Nobody, so far as I can tell, has anything remotely resembling an answer to any of those questions. The most sensible suggestions I have seen revolve round the need to establish some kind of an organized processing centre or several centres where we can find out who the many people are, where do they come from, are they really in need of refuge and are any of them on the "not wanted" lists already? Beyond that, it might be a good idea to find out exactly what it is they intend to do when they get to the various destinations as there is a limit to what even Western Europe can provide in housing and welfare. And beyond that, we need to make it quite clear that any refugee (or migrant) who comes here will need to obey the law. No calls for sharia courts, no forced marriages and so on.

How can all this be sorted out? Where can we build adequate facilities for processing centres and who will pay for it? Here is my modest suggestion:

The EU's top brass  seems very anxious to show that they care deeply and they are continually instructing the member states to take however many refugees (or migrants) the EU tells them to take. They are, also, as it happens, hoping to use this crisis as a beneficial one and to strengthen their own control over the member states but that does not seem to be working out.

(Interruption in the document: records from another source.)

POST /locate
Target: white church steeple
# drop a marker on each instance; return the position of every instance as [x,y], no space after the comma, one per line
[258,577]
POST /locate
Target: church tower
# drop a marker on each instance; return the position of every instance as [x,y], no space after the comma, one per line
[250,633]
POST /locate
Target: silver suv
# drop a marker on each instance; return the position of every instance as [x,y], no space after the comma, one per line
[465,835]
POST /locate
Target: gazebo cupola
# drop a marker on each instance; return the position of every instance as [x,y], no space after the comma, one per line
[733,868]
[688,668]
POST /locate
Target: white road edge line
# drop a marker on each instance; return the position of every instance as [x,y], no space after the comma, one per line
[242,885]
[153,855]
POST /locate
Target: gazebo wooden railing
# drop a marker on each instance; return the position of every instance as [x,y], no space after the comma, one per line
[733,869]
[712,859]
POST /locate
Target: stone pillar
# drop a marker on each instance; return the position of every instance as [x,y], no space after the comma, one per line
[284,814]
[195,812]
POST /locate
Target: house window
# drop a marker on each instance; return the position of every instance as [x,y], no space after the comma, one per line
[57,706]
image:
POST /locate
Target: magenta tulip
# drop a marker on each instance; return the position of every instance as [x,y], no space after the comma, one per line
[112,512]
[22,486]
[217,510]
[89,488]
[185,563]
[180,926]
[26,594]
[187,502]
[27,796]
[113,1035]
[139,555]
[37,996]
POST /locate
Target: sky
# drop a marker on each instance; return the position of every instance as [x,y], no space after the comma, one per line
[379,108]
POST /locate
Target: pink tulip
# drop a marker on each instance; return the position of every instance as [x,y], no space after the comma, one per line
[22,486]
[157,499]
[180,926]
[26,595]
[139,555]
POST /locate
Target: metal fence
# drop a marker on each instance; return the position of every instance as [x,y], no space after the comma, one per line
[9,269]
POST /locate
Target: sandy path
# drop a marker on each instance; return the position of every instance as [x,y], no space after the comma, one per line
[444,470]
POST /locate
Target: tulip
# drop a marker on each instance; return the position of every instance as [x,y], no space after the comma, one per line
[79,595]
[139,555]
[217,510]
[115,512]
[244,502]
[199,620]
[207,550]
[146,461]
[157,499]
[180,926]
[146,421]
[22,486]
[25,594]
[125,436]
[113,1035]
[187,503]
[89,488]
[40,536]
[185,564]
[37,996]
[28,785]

However, there is a way in which the Eurocracy can be very useful. It so happens that both in Brussels and in Strabourg there are "European Quarters" with large buildings with many rooms and excellent facilities. Every year very large sums are allocated to the running of those Quarters and the paying of those who work in them from Commissioners and Members of the Toy Parliament down. No need to build new processing centres, no need to allocate new funds - take over the European Quarters, evict those who work there now, turn them into those centres and use the money allocated for their running to sort out the refugee (or migrant) crisis. If we also add this year's salaries of all those who work there we shall have a more than adequate sum to house and feed people temporarily while we sort out who they are, where they will go to and what they might want to do there.

Who should run these centres? Well, obviously not the Eurocrats or the national politicians. Perhaps, NATO would take it on for the time being.


  1. The beeb have tackled the question of why the rich Gulf states won't take any immigrants.

    Not very enlightening, but at least the question has been posed.

    1. Some people, including some British Muslims I know, have been asking that already. The Beeb is late but still, as you say, at least they are asking the question. Another question is why none of the refugees are even trying to get to the rich Arab countries.

  2. That's a beautiful suggestion Helen, and it deserves wider consideration!

    1. It is not too late to put it into practice. All those thousands will have to be screened somewhere.